To date, USDA has released funds for pollinator habitat, the Council on Environmental Quality has released new guidelines for creating pollinator habitat around federal buildings and the Fish and Wildlife Service has banned the use of neonic pesticides on National Wildlife Refuges. On April 2, the EPA announced a moratorium on new or expanded uses of neonicotinoids while it evaluates the risks posed to pollinators. However, EPA has failed to take any action on the hundreds of approved neonicotinoid products already on the market. Advocates say a sensible response to the continuing decline of pollinators must address the use of neonic pesticides, and encourage the development of least-toxic and organic alternatives. In agriculture, for home pest control, landscape care, and in nurseries, there are effective and economic organic techniques can that be successfully employed.

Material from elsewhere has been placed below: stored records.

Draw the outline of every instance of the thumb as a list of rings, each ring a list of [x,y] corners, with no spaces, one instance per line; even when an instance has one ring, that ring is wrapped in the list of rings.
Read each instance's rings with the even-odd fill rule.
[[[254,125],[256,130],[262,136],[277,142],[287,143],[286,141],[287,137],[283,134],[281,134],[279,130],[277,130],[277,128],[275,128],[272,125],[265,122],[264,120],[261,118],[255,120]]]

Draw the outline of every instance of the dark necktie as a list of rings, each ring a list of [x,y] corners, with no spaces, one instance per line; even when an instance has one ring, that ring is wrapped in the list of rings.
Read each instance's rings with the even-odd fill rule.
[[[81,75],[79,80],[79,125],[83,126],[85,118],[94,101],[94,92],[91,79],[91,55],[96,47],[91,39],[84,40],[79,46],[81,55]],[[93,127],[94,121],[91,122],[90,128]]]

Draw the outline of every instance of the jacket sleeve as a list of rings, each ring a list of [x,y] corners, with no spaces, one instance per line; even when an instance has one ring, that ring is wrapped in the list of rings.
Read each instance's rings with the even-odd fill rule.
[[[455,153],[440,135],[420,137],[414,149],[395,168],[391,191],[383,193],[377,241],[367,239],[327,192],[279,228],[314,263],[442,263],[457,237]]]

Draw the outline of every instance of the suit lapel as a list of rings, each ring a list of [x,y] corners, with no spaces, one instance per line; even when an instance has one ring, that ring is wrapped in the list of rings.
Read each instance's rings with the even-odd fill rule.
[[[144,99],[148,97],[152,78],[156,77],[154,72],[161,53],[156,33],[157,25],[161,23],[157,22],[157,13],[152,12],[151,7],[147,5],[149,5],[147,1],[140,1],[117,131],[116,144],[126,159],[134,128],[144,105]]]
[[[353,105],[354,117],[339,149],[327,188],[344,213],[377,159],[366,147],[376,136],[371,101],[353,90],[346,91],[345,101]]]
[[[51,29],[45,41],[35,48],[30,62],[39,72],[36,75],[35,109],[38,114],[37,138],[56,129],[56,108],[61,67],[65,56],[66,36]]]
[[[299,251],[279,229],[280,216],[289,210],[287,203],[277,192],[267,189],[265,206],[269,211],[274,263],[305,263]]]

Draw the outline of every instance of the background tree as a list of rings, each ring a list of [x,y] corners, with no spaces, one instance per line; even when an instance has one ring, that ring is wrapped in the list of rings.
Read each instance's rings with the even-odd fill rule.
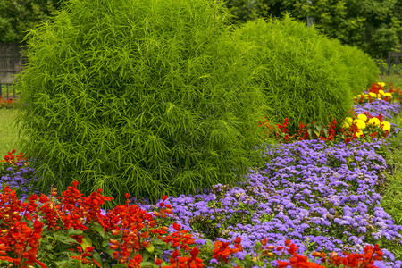
[[[0,1],[0,42],[21,42],[28,30],[61,6],[60,0]]]
[[[283,17],[286,12],[299,21],[313,19],[330,38],[356,46],[375,58],[401,44],[400,0],[229,0],[237,22],[258,17]]]

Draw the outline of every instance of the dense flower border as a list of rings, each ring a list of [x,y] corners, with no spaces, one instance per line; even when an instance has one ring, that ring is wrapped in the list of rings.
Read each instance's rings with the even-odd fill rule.
[[[375,85],[372,88],[379,88]],[[378,90],[376,94],[381,94],[382,89]],[[395,93],[391,96],[397,96]],[[383,150],[382,138],[398,131],[394,125],[387,124],[381,114],[388,113],[391,105],[394,105],[392,114],[398,113],[400,104],[392,100],[397,97],[363,102],[363,112],[346,119],[339,133],[335,121],[327,128],[318,123],[300,123],[299,131],[291,138],[293,143],[286,143],[290,138],[284,138],[289,135],[286,131],[289,120],[283,124],[264,124],[265,130],[275,133],[276,138],[286,144],[268,149],[270,163],[264,170],[251,172],[249,185],[230,189],[217,185],[204,195],[163,197],[156,206],[137,198],[130,200],[130,195],[126,195],[125,205],[105,213],[100,207],[112,198],[102,196],[100,190],[84,197],[77,188],[77,182],[62,197],[57,197],[56,189],[49,197],[38,193],[28,197],[29,185],[34,185],[38,180],[35,171],[29,169],[22,155],[14,156],[15,150],[9,152],[0,163],[4,188],[0,195],[0,264],[3,262],[17,267],[385,267],[381,260],[394,261],[392,255],[381,250],[378,245],[368,245],[367,241],[373,245],[378,239],[382,242],[386,239],[402,245],[398,234],[402,227],[393,225],[389,215],[378,206],[381,197],[375,194],[374,188],[381,183],[381,172],[386,164],[370,147]],[[369,105],[373,110],[370,113],[366,111]],[[336,144],[339,138],[342,143]],[[370,143],[362,144],[364,141]],[[329,188],[318,187],[324,192],[319,190],[317,196],[318,188],[311,188],[317,183],[325,183]],[[4,188],[4,184],[9,186]],[[25,188],[21,185],[25,185]],[[259,192],[257,188],[261,189]],[[317,200],[321,194],[330,198]],[[18,199],[20,196],[21,198]],[[297,203],[289,202],[293,198]],[[130,205],[133,200],[137,205]],[[343,205],[340,210],[337,208],[339,204]],[[284,206],[288,209],[286,213]],[[297,218],[297,214],[305,216]],[[325,243],[322,242],[327,237],[308,235],[309,230],[314,228],[328,232],[325,230],[328,223],[329,228],[346,228],[350,248],[332,251],[342,242],[337,239],[337,233]],[[233,224],[236,230],[229,230]],[[255,232],[263,226],[289,233],[291,239],[277,233],[273,240],[269,240],[272,233],[268,231],[265,237],[261,237]],[[252,230],[249,237],[244,236],[242,230]],[[205,230],[206,237],[198,232]],[[360,236],[362,233],[364,236],[367,233],[365,239]],[[294,239],[295,235],[298,239]],[[308,249],[314,243],[314,248],[321,252]],[[298,255],[297,250],[303,254]],[[323,251],[331,253],[327,255]],[[353,253],[358,251],[359,254]]]
[[[192,235],[181,230],[180,224],[173,222],[174,231],[170,231],[166,214],[172,213],[172,207],[164,204],[167,197],[163,197],[158,211],[151,214],[137,205],[130,205],[130,195],[126,194],[125,205],[103,215],[100,206],[113,198],[102,196],[100,189],[84,197],[77,185],[74,181],[63,193],[63,197],[55,197],[57,192],[54,189],[50,197],[33,194],[24,203],[18,199],[15,191],[8,186],[4,188],[0,194],[0,263],[10,263],[16,267],[29,267],[34,264],[40,267],[52,264],[87,267],[90,264],[104,267],[109,258],[109,263],[116,264],[113,267],[204,267],[203,259],[198,256],[211,257],[212,251],[212,258],[221,267],[225,267],[230,261],[241,264],[231,256],[243,251],[239,237],[235,239],[234,247],[217,240],[214,248],[204,247],[201,251],[194,247]],[[94,237],[100,241],[96,241]],[[248,263],[264,264],[264,259],[279,258],[278,267],[374,267],[374,260],[382,259],[378,245],[366,246],[364,254],[345,253],[345,257],[335,252],[330,256],[323,252],[313,253],[323,266],[297,255],[298,247],[290,240],[286,240],[285,246],[267,246],[265,238],[257,245],[259,248],[255,248],[258,256],[251,261],[248,257]],[[161,248],[173,249],[169,262],[157,257]],[[280,255],[272,252],[275,248]],[[240,267],[239,264],[236,267]]]

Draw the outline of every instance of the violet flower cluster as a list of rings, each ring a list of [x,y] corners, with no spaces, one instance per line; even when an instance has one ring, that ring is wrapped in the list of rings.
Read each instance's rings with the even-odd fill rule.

An extensive overview of major studies showing the effects of neonics on pollinator health can be found on Beyond Pesticides’ What the Science Shows webpage.
A complete analysis of the survey data will be published later this year. The abstract for the analysis is at http://beeinformed.org/results-categories/winter-loss-2014-2015/.
All unattributed positions and opinions in this piece are those of Beyond Pesticides.